When polling the senior class, there is little doubt students feel they have connected to peers and teachers during their time at Proctor. In this week's two posts, I want to explore what I believe is at the foundation of this connection: trust. A trust based on a knowledge that each teacher is looking out for your best interest as a student, and trust based on a knowledge that your peers will allow you to travel along your own individual educational journey. This study
highlighted in the Global Journal of Management and Business Research clearly links trust and learning in relation to an organization's innovation and growth. While Proctor's objectives are far from that of a global business, the research connecting trust and learning are directly applicable to our aims.
The authors of the study write, "Learning and trust behavior lead to a high level of joint problem solving, which in turn influence innovation performance." Chuck Will highlighted what "Schools of the Future"

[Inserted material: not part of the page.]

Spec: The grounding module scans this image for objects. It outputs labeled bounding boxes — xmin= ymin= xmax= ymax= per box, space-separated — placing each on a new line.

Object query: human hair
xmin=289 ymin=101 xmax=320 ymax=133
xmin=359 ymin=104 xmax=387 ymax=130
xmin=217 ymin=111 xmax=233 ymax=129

will look like in his blog last week, noting many of Proctor's qualities are those that experts believe will be sought after in the future.
One of the main points made in the article Chuck wrote last week was that the future of education will be focused on student centered learning. Much like any organization, when collaborative learning at all levels occurs, greater organizational learning and innovation take place. This is all fine and good, but take yourself back to your days as a student. Did you trust yourself to guide your own learning? More importantly, did your teachers trust you to guide your own learning?
This is where the rubber meets the road for educational institutions. We can read the most recent research and whole-heartedly agree with its application to our lives as educators, but are we willing to take that next step? Are we willing to trust our students and let go of the reigns? Are we willing to put aside our egos, as teachers, and truly embrace the curiosity, creativity, and passions of our students?
Working alongside Adam Jones and Lynne Kenney in the Social Science Department has encouraged me to increasingly trust my students. Adam's Psychology class
in large part chooses its curriculum for the term, identifying which topics they want to explore in depth at the start of the term and dictating the direction the course will take based on their passions. Over the next few weeks, Lynne's Social Activism students are learning first hand the challenges of planning and executing an awareness activity for the school community. Has every project gone perfectly? No. Have students learned to work together to overcome the real challenges before them? Absolutely.
Over the past week my students, in small groups, have planned and taught forty-five minute lessons for their peers. While I was a bit nervous at the start of this project, I have been blown away by the lessons my students prepared and delivered. A recent student spotlight
highlighted the amazing work that can be produced when students are given freedom to explore their passions, while at the same time provided considerable direction in their pursuit of that knowledge.
Trust is a complex thing because it does not just occur. It must be built over time. Yet it can be broken in an instant. Thursday's post will look at how Proctor's curriculum is designed to build a lasting trust with students.